Отец вдруг внимательно посмотрел на меня.
– У тебя что-то случилось?
– Черт его знает!
– вполне серьезно ответил я.
– Может, случилось, а может, и нет…
Отец чуть повозился в своем кресле, устраиваясь поудобнее, что означало - он готов слушать.
– Помнишь, материал в «Эхе», о котором мы с тобой говорили? Так вот его автором оказался мой друг Женька Веригин. Меня попросили с ним поговорить, выяснить, что за этим…
Отец чуть удивленно опустил уголки рта. Для него это был сюрприз. И не очень приятный. Выходило, я втянул его в какое-то сомнительное дело.
– И кто же попросил?
– Меня - Бегемот. Кто его - не знаю. В общем, я и в Киев-то поехал, чтобы увидеться с Веригиным. Разговор не вышел. Женька стал убеждать меня, что это обычный коммерческий текст - кто-то принес, кто-то пришел, кто-то заплатил… А потом вдруг сорвался и умчался в Москву - якобы его редакция отзывает. Вот и все дела. А вчера вечером он исчез, и теперь его жена с любовницей требуют, чтобы я его нашел. Причем любовница убеждена, что я имею к его исчезновению какое-то отношение!
– И что ты думаешь делать?
– Очень надеюсь на его скорейшее возвращение из запоя или от другой любовницы.
– А если он не вернется?
– Тогда родственники могут объявить его в розыск. Затевать самодеятельные поиски я пока не собираюсь. Думаю, даже если что-то и случилось, то какая-нибудь бытовуха!
Чем яростнее отрицал я всякую возможность того, что с Веригиным произошло что-то серьезное, тем отвратительнее себя чувствовал. Видимо, в глазах отца я выгляжу как оправдывающийся мелкий аферист.

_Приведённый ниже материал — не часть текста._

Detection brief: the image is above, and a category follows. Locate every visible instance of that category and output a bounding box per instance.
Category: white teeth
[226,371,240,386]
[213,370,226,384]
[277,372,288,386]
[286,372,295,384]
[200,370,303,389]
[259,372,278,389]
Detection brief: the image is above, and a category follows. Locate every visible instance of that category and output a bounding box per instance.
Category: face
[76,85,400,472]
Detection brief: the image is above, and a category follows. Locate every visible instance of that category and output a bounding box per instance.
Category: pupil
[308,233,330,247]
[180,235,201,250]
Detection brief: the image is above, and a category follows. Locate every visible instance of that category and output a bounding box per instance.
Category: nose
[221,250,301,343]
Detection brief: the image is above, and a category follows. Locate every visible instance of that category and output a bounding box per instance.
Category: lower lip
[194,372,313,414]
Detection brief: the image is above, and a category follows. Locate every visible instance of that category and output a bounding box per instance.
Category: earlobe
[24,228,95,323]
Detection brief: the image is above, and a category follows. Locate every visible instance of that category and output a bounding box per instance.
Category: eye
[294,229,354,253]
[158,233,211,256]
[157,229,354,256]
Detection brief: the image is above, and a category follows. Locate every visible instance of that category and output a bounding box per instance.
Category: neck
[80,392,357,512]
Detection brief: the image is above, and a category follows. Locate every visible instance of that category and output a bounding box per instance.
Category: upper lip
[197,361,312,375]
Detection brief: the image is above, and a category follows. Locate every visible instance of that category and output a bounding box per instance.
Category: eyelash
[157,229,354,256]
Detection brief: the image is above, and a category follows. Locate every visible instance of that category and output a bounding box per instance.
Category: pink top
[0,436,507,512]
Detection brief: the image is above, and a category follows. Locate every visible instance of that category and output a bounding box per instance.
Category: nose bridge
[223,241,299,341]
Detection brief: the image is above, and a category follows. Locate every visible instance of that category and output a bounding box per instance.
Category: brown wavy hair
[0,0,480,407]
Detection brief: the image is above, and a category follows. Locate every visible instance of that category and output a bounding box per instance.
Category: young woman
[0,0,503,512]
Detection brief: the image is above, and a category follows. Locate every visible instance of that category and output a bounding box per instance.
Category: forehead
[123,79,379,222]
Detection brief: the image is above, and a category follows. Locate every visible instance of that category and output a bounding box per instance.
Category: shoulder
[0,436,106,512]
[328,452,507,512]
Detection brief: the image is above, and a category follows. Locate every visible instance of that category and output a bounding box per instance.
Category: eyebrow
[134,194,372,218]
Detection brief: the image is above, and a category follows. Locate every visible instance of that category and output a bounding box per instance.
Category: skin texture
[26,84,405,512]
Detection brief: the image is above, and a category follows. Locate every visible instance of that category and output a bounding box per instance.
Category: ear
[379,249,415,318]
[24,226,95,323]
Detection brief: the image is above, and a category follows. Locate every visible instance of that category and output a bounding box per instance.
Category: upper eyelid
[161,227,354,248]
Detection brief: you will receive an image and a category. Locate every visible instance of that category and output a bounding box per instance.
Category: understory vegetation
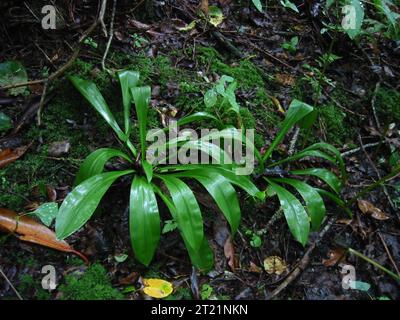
[0,0,400,300]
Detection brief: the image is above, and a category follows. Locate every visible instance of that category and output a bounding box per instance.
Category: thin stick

– Всегда был против этой твоей работы, - сказал отец.
Его признание не стало для меня открытием. Я знал, что он будет против, когда Бегемот еще даже не открыл рот, дабы выложить свои посулы.
– Но сейчас об этом говорить поздно. Давай попробуем представить, что с твоим другом все-таки что-то случилось. И оценить ситуацию.
Честно говоря, за этим-то я и пришел к нему.
– Тут вот что непонятно, - начал я, - почему все закрутилось именно сейчас, а не сразу после выхода статьи?